Bir kısım çevreler paketin PKK’nın isteği doğrultusunda yapıldığını ileri sürerken BDP kanadından paketin boş çıktığı şeklinde açıklamalar geliyor. Bu durumu nasıl yorumluyorsunuz?
BDP’NİN İTİRAZI PAKETE DEĞİL PAKETTE YER BULMAYAN TALEPLERİNE
BDP-PKK’nın barış sürecinde hükümetten talep ettiği maddelerden bir kısmı pakette yer aldı. Ancak BDP daha fazlasını beklediği için hayal kırıklığına uğramış gibi görünüyor. Pakette bulunanlara itiraz etmiyor, tüm itirazı yer bulmayan taleplerine…
BDP’nin isteği olduğu öne sürülen maddelere baktığımızda Siyasi parti adaylarının yapacakları propagandalarda Türkçenin dışında farklı dil ve lehçeleri de kullanmalarının önünün açılması, özel okullarda farklı dil ve lehçelerde eğitimin serbest bırakılması, ilkokullarda andımızın kaldırılması, köy isimlerinin değiştirilmesinin önündeki engellerin kaldırılması, klavyelerde Q,X ve W harflerinin kullanılmasının önündeki yasağın kaldırılması, siyasi partilerde eş genel başkanlığın önünün açılması gibi maddeler öne çıkıyor. Beldelerde teşkilatlan zorunluluğunun kaldırılması, barajın kaldırılmasının tartışmaya açılması, devlet yardımı barajının yüzde 3’e düşürülmesi, toplantı ve yürüyüşlere hükümet komiseri atanmasına son verilmesi ve saatlerinin genişletilmesi gibi maddeler de dolaylı olarak BDP’nin işine geliyor.
Bu hususta yapılan değişiklikler makuldür. Özel okullarda (temel bazı derslerin Türkçe olması kaydıyla) Kürtçe eğitim yapılabilmesi, köylerin ve şehirlerin isimlerinin iadesi, harflerin üzerindeki yasağın kaldırılması zaten geç kalınmış hamlelerdir.
Özel olarak şunu sormak istiyorum “Eş başkanlığın önünün açılması hakkında görüşünüz nedir?”

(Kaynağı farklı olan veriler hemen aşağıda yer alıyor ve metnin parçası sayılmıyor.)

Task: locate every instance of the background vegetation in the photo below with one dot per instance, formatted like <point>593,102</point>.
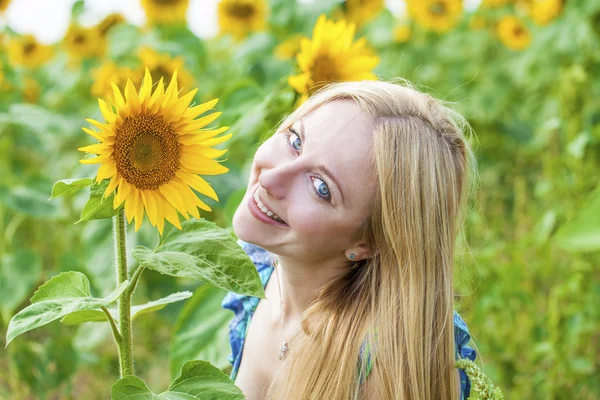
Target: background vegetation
<point>526,75</point>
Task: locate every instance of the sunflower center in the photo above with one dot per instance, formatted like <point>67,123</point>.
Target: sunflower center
<point>241,11</point>
<point>324,71</point>
<point>437,8</point>
<point>146,151</point>
<point>29,48</point>
<point>160,71</point>
<point>518,31</point>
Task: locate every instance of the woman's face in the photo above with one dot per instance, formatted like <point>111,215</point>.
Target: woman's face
<point>317,176</point>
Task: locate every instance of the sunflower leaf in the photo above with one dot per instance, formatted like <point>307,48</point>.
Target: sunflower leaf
<point>198,380</point>
<point>203,251</point>
<point>68,186</point>
<point>79,317</point>
<point>96,207</point>
<point>61,295</point>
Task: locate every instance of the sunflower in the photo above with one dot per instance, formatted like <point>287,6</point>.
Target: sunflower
<point>107,74</point>
<point>402,33</point>
<point>31,90</point>
<point>27,52</point>
<point>152,147</point>
<point>436,15</point>
<point>332,56</point>
<point>544,11</point>
<point>81,42</point>
<point>162,65</point>
<point>363,11</point>
<point>513,33</point>
<point>241,17</point>
<point>109,22</point>
<point>165,11</point>
<point>4,5</point>
<point>289,48</point>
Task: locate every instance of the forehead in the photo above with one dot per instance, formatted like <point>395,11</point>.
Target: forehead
<point>338,134</point>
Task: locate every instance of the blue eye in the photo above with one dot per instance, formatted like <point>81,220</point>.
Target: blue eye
<point>295,142</point>
<point>321,187</point>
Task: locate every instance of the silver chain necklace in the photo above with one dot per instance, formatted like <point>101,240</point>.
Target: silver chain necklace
<point>284,347</point>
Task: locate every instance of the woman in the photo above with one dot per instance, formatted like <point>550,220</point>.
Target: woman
<point>355,203</point>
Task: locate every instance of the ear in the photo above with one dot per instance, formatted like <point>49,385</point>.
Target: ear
<point>361,252</point>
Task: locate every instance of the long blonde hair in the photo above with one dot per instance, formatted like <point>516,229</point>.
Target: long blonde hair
<point>400,300</point>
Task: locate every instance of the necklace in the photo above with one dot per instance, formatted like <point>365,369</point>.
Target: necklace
<point>284,347</point>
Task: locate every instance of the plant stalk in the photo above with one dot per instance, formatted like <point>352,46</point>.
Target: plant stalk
<point>126,346</point>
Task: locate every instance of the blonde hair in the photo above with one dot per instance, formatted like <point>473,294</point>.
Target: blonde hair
<point>400,300</point>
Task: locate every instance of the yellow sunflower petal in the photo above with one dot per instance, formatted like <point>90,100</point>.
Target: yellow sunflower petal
<point>150,204</point>
<point>131,205</point>
<point>107,170</point>
<point>146,88</point>
<point>200,123</point>
<point>133,101</point>
<point>111,186</point>
<point>198,184</point>
<point>173,197</point>
<point>204,166</point>
<point>195,111</point>
<point>160,215</point>
<point>215,141</point>
<point>201,136</point>
<point>171,215</point>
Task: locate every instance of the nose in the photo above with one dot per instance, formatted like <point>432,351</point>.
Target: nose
<point>278,179</point>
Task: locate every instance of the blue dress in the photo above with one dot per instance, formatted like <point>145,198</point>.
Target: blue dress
<point>244,306</point>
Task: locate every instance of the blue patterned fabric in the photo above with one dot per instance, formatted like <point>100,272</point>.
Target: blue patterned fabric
<point>244,306</point>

APO NE BDP’DE, NE KCK’DA NE DE PKK DA İKİNCİ ADAM İSTEMİYOR
Eş başkanlığın önünün açılması tamamen Apo’nun isteğidir. Apo ne BDP’de, ne KCK’da ne de PKK da ikinci adama müsaade etmektedir. O sebeple buralardakiler eş başkan ibaresi kullanırlar. Bu Türk milleti adına bir risk ihtiva eder mi diye sorarsanız kabulünde hiçbir risk yoktur.
Genel bir değerlendirme alabilir miyiz?
İKİNCİ PAKET YOLDA
Hükümet bu açılım paketinde fazla açılarak seçim öncesi muhalefetin özellikle de MHP kanadının eline bir koz vermemeye çalışmış. Bu yüzden paket cılız kalmış. Bu durum daha sonra tepkilere göre ikinci hatta üçüncü paketin geleceğini gösteriyor.